Do E-Commerce Quick But Get It Right

  • Eileen Yu (Computerworld)
  • 27 September, 2000 12:01

While achieving speed to market is crucial in a highly competitive and fast-paced industry, businesses can go down the drain if they rush blindly into electronic commerce.

E-commerce contributed at least 20 percent of Singapore's gross domestic product last year, said Na Boon Chong, Asia-Pacific content leader for corporate restructuring and change, at management consulting firm Hewitt Associates LLC.

And demand for infocomm workers here will see a growth rate of between 10 and 20 percent a year until 2002, Na said, and noted that the Ministry of Manpower predicts that 35 percent of the local workforce will be Internet-savvy by 2003. This number is projected to increase to 75 percent in 2010, he added.

Driven by the need to compete in a fast-paced e-enabled industry, companies need to be quick on their feet, said Ross Zimmerman, head of e-commerce consulting at Hewitt Associates.

However, they should not bulldoze their way into e-commerce without first establishing a clear view on their future plans, Zimmerman said. There is little room for mistakes and "there's no trial period", he noted.

"It's about speed and about doing it right. If you're just going for speed, speed is going to kill you," he warned. "It's about being quick, first and right."

The situation is further worsened by the current lack of skilled workforce, where "the talent war has never been this intense", and organizations are scurrying to grab the best employees, he said.

Companies need to take a step back from all the "warfare", and ask themselves if they have lost sight of their strategy, and whether "they're doing it right", Zimmerman said. "And e-commerce is not a synonym for IPO (Initial Public Offering)," he stressed. "So many companies are rushing for the goldmine when the rules of the market are not defined yet."

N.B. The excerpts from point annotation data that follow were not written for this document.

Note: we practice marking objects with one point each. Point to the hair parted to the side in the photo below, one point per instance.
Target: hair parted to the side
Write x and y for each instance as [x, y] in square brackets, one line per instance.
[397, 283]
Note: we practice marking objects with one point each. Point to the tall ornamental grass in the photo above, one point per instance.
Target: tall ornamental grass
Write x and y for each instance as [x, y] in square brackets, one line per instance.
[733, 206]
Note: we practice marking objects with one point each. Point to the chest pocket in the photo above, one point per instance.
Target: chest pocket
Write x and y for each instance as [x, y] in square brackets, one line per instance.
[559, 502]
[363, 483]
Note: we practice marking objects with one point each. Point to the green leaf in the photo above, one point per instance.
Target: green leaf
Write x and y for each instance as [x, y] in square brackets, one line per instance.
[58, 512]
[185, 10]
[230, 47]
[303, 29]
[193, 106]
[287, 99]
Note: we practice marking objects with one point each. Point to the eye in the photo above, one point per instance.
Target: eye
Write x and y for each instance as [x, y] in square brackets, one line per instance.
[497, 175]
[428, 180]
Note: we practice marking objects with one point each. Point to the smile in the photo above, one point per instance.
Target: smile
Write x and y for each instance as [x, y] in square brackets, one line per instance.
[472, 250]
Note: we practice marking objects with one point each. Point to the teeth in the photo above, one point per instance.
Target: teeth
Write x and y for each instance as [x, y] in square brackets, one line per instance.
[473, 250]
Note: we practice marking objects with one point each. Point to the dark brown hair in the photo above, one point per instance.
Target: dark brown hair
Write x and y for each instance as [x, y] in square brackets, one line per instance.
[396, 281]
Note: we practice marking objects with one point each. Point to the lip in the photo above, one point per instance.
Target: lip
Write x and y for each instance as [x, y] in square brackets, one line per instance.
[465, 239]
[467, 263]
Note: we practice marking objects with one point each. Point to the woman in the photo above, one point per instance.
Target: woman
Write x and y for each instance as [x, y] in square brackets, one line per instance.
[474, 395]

"Only 5 in 100 make it to IPO and those that make it to IPO -- many trade below the offering price a year later, where roughly 50 percent of last year's IPOs are now underwater," he noted. "However, it is true that the opportunities are there."

Last year, Asia registered an IPO volume amounting to US$9.5 billion, and the first half of 2000 saw a figure of $6.8 billion, he said.

Companies with a sound gameplan and are willing to evolve will be the ones to succeed, Zimmerman said.

"The Asian investment community requires a compelling story to generate IPO enthusiasm, where first movers with clear business case will reap greatest reward," he said.